Firmas

Legalidad y legitimidad en Cataluña

  • No se puede calificar de demócrta a quien pretende imponer su voluntad
  • La dificultad del cambio no legitima una violación del Estado de Derecho

Fernando P. Méndez

En la vida en general y, especialmente, en las circunstancias difíciles, es preciso mantener la conciencia de los fundamentos sin los que no podríamos sobrevivir. Lo mismo sucede en la vida política. Y es sobre uno de estos fundamentos de la convivencia sobre lo que pretendo compartir unas reflexiones, a la vista de lo que dos grupos parlamentarios pretenden que apruebe el Parlamento de Cataluña.

Aristóteles llevaba razón: el ser humano es esencialmente social, hasta el punto de que ha cruzado un Rubicón que ninguna otra especie ha podido: la de llevar la cooperación entre individuos más allá de los estrechos límites del parentesco. Ello ha permitido un aumento de la especialización sin parangón y, como consecuencia, la supremacía de nuestra especie. ¿Cómo lo hemos conseguido? A través de un largo y costoso proceso en el que hemos ido generando normas iguales para todos, que reconocen a cada individuo los mismos derechos y obligaciones fundamentales, y, en el que, al mismo tiempo, hemos ido creando instituciones dirigidas a impedir que nos aprovechemos de los demás y que favorezcamos a los propios por encima de esas normas. Solo si quien viole una norma tiene la seguridad de que se le obligará a cumplirla y, además, se le impondrá una sanción por violarla, la cooperación avanzará y, con ella, la prosperidad de todos y cada uno.

El Estado de Derecho -siempre imperfecto- es, hasta el momento, la más sofisticada elaboración del espíritu humano al servicio de la cooperación impersonal y de todos sus beneficiosas consecuencias. En él, las normas son generales y surgen desde abajo, porque los gobernantes son elegidos y deben responder de sus actos. Esas normas no solo deben respetar ciertos derechos fundamentales de cada persona, sino que están a su servicio. Por todo ello, el Estado de Derecho es el que convierte a los súbditos en ciudadanos y, por lo tanto, en personas: no están sujetos a ningún jefe, sino solo a la ley elaborada por gobernantes elegidos por ellos y que, periódicamente, responden ante ellos. Las leyes son iguales para todos y vinculan por igual a gobernantes y a gobernados.

El establecimiento de un Estado de Derecho exige un complicado proceso de construcción no solo de leyes, sino también de creación de tribunales, de mecanismos que aseguren su independencia y neutralidad, de abogados, de mecanismos para asegurar el cumplimiento de las leyes en todos los puntos del país, y un largo etcétera. Fácilmente se comprende que la puesta en marcha de un sistema de estas características es una tarea abrumadoramente compleja.

Ahora bien, son todas éstas las características que hacen que, en un Estado de Derecho, legalidad y legitimidad sean lo mismo y que, por lo tanto, nadie pueda invocar legitimidad alguna al margen del imperio de la Ley.

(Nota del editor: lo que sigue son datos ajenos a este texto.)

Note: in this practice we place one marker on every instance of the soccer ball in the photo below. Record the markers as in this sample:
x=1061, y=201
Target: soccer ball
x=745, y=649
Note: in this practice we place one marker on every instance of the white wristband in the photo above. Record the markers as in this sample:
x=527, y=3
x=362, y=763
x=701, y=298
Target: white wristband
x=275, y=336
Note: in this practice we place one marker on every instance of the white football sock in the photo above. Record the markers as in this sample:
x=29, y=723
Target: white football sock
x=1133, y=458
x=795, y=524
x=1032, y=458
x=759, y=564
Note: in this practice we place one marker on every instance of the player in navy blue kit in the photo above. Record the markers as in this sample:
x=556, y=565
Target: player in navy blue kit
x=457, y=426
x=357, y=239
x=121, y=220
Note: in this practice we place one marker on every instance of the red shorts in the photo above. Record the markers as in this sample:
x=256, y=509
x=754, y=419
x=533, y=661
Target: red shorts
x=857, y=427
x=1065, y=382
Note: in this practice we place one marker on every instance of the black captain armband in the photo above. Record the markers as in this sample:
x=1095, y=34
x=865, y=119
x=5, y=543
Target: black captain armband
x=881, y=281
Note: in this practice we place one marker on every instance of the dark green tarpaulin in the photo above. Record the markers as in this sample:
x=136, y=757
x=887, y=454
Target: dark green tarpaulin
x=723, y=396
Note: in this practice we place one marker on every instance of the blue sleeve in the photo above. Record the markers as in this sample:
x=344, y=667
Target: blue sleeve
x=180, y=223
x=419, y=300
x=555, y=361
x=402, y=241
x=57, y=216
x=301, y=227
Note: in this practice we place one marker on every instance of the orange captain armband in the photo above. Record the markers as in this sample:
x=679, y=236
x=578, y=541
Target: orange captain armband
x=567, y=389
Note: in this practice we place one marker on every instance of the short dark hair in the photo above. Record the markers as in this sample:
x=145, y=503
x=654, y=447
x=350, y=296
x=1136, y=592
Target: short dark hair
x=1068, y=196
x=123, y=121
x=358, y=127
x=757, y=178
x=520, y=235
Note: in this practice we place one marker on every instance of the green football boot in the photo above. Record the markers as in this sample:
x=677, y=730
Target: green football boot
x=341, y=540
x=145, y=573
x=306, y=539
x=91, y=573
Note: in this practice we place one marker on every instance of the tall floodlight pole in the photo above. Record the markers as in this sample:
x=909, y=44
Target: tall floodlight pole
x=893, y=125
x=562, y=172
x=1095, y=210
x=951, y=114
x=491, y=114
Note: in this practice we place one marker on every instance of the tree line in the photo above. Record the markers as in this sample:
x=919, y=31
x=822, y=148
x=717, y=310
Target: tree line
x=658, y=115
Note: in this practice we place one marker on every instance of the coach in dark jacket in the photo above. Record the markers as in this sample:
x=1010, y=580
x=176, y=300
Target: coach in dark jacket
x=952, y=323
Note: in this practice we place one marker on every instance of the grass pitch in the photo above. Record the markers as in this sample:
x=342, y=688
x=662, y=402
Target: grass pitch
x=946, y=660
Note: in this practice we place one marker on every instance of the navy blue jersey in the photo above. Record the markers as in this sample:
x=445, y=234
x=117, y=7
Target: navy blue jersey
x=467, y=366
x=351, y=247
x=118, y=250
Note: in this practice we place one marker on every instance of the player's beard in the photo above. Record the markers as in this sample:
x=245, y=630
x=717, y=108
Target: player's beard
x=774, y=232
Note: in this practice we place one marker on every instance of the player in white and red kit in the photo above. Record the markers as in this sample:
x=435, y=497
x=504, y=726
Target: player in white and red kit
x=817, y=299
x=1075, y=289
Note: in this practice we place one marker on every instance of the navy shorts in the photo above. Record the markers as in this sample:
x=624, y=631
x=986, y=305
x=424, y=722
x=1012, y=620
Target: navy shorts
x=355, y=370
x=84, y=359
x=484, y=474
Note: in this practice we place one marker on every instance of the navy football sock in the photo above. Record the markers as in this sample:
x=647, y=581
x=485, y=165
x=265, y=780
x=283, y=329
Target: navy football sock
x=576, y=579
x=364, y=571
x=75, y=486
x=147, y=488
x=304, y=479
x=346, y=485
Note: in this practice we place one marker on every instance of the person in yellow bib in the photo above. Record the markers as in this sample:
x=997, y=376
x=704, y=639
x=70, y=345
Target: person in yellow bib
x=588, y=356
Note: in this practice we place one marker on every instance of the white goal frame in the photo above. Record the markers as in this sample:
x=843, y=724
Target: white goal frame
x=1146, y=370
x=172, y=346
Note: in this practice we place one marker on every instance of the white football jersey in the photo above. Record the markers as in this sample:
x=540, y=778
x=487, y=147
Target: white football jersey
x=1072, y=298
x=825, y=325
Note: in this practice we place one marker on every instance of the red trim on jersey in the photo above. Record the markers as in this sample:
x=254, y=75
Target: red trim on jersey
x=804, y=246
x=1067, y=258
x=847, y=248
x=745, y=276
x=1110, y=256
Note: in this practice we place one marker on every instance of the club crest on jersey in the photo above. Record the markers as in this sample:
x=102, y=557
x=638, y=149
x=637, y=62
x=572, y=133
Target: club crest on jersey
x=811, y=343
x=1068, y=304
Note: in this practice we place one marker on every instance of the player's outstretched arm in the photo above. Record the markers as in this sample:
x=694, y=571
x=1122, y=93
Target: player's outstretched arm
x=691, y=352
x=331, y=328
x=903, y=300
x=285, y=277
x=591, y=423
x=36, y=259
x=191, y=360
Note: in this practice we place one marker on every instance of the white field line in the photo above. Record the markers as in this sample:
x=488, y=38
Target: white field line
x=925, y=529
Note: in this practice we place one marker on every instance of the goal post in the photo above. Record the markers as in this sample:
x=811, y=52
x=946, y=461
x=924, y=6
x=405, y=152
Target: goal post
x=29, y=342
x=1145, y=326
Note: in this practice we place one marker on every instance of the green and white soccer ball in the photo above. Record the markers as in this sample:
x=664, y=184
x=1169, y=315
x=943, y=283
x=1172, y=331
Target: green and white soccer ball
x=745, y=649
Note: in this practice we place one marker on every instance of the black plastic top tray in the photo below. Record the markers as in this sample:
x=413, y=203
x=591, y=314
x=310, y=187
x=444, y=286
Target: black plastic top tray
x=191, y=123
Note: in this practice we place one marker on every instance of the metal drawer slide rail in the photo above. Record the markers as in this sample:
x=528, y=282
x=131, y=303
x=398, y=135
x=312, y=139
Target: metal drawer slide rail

En otros términos, no hay democracia al margen del Estado de Derecho y, por lo tanto, quien pretende imponer su voluntad al margen del mismo no puede ser calificado precisamente de demócrata. En una situación tal, demócratas son quienes defienden el Estado de Derecho, no quienes consideran que sus deseos están por encima del mismo, es decir, de los derechos de los demás.

La democracia española -a diferencia de otras- permite la existencia de partidos políticos secesionistas. Para lograr sus fines, el Estado de Derecho que la articula exige modificar la Constitución y, para ello, se necesita una mayoría suficiente y un largo procedimiento, algo sumamente difícil. El hecho de que sea muy difícil de conseguir no legitima a quienes deseen la secesión para situarse al margen del Estado de Derecho.

No es menos difícil que un Partido Comunista, por ejemplo, obtenga mayoría para gobernar, pero ello no le legitima para situarse al margen del Estado de Derecho. Si lo hace, el Gobierno debe protegerlo, porque con ello protege los derechos de los ciudadanos.

Dado que nuestra democracia permite los partidos secesionistas, puede formar parte del juego político, sin embargo, acordar que las reglas para poder conseguir la secesión, en su caso, se expliciten claramente, como, por ejemplo, se hizo en Canadá -con muy buenos resultados, por cierto-. Se puede acordar o no una regla semejante. Si se acuerda, puede ayudar a resolver un problema -o no-. Pero, si no se llega a un acuerdo, nadie queda legitimado para violar el Estado de Derecho: por encima de sus deseos están los derechos de todos los demás ciudadanos.